The Catholic Church gets so much bad press these days that this epistolary biography of Cardinal Mindszenty, a Hungarian priest who dedicated his life to advocating for religious freedom behind the Iron Curtain, will come as a welcome affirmation of the Church’s potential for good.
“A symbol of anticommunism,” the cardinal spent fifteen years in political asylum at the American Legation in Budapest, writing persistently and eloquently to American presidents Eisenhower, Kennedy, Johnson, and Nixon about the repression of Hungarians under the Soviet regime.
Most Americans know little about events behind the Iron Curtain during the 1950s and 1960s. Eastern Europe was “lost” in the minds of the American government after an agreement struck at the post-WWII Yalta Conference ceded much of Central Europe, including Hungary, to the Soviet Union under Stalin. Religion was violently suppressed—Budapest’s largest church was destroyed and replaced with an outsize statue of Stalin. Cardinal Mindszenty, the Prince Primate of Hungary and Archbishop of Estztergom, was his country’s highest ranking cleric and therefore a serious threat to the collaborationist Kadar regime.
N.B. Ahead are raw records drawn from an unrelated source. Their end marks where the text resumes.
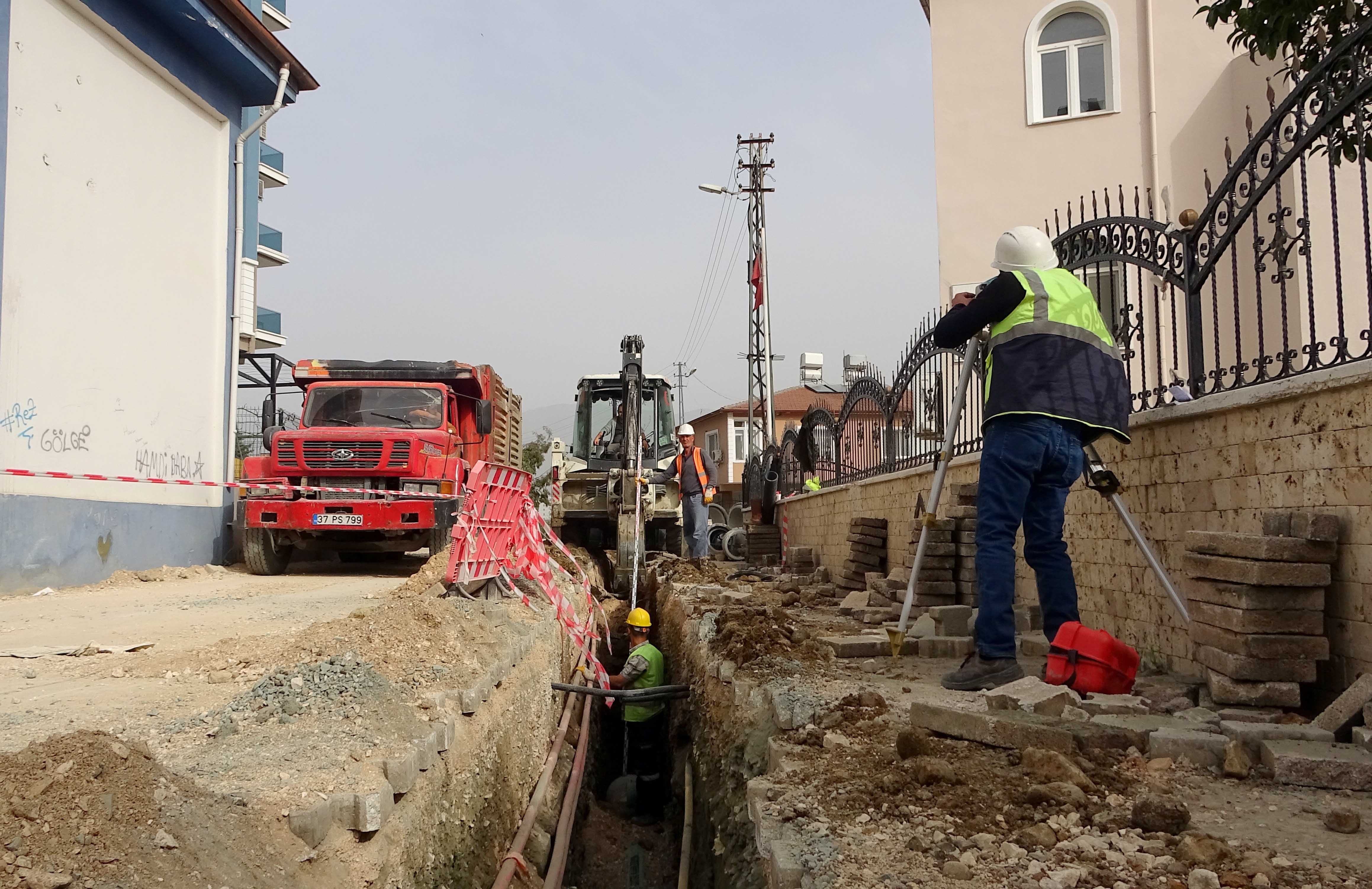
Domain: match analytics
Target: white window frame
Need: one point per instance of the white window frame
(1034, 70)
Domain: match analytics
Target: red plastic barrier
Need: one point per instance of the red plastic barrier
(485, 530)
(1091, 660)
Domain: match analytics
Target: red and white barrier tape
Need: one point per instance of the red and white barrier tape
(92, 477)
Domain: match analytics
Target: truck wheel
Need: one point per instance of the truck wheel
(675, 540)
(261, 555)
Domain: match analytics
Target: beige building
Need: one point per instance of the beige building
(1039, 105)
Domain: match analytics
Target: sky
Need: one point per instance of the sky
(515, 184)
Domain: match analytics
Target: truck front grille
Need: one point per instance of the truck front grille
(342, 455)
(349, 482)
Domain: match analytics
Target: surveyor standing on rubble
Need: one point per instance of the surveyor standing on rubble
(697, 486)
(1054, 382)
(647, 724)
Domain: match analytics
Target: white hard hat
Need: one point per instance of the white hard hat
(1025, 249)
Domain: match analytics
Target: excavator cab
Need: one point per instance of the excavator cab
(626, 425)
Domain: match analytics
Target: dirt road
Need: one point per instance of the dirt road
(178, 615)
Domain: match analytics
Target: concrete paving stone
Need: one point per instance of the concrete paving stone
(1348, 706)
(1114, 706)
(1253, 734)
(401, 771)
(858, 599)
(1253, 621)
(312, 825)
(1034, 645)
(1202, 748)
(1254, 669)
(1257, 573)
(946, 647)
(868, 645)
(1032, 696)
(1142, 726)
(1248, 693)
(785, 870)
(1003, 729)
(426, 751)
(1249, 714)
(1315, 526)
(1261, 546)
(445, 730)
(1263, 645)
(1319, 765)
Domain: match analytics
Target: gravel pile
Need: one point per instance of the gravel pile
(332, 688)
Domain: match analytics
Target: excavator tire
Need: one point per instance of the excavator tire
(260, 553)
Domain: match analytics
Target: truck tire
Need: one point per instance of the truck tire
(675, 544)
(261, 555)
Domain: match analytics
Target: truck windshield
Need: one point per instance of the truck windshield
(393, 408)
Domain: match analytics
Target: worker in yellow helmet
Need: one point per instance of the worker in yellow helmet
(645, 724)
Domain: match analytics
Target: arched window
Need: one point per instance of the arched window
(1071, 64)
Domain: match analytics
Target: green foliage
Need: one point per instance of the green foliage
(1296, 32)
(1300, 33)
(532, 460)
Mindszenty, freed from a Soviet prison for only three days when tanks rolled into Budapest to quell a brief rebellion, sought refuge in the American Legation, fearing for his life. He wrote his first letter to President Eisenhower in 1956, thanking him for granting asylum and begging, “Do not forget this small honest nation who [sic] is enduring torture and death in the service of humanity.” According to Mindszenty, although Eisenhower “indicated clearly how he felt about the brutality visited on these people,” he decided against responding to it, thus establishing a fifteen-year policy under which the cardinal would get only oral acknowledgment that his letters had been received. Undeterred, the cardinal continued to write on the behalf of his fellow Hungarians.
Later letters detail the high rates of alcoholism and state-sponsored abortion in Hungary. Except for one letter from America’s first Catholic president, John F. Kennedy, in 1961, and one from President Nixon in 1971, the cardinal’s letters were never answered. Nevertheless, his letters remain a trove of information about the persecutions inflicted on the Hungarian people and the character of one man who spent fifteen years advocating for their relief.
The book is organized chronologically, with a brief introduction and short sections of commentary summarizing Mindszenty’s convictions and the lack of access he had, especially early in his stay, to accurate information regarding events in Hungary. There are also reproductions of internal State Department memorandums, especially from the beginning of each new president’s term. The editors of this collection make clear that since the State Department felt unable to provide the intervention or assistance Mindszenty requested for his people, the official policy of only acknowledging their receipt orally without any discussion of their substance was delegated to lower-ranking officials as the years passed. The book concludes with a glossary of the dates of the cardinal’s letters, categorized according to the American presidential administration to which they were addressed.
Despite their occasional repetitiveness—since Mindszenty received few and unsatisfying responses—his letters reveal a passionate and keen mind, an astonishing command of history and worldwide events, and a great sense of mission. This book will be of great interest to historians of Hungary, the Cold War, and the Catholic Church because it reveals the quality of Mindszenty’s mind and the depth of his faith during a long, difficult trial.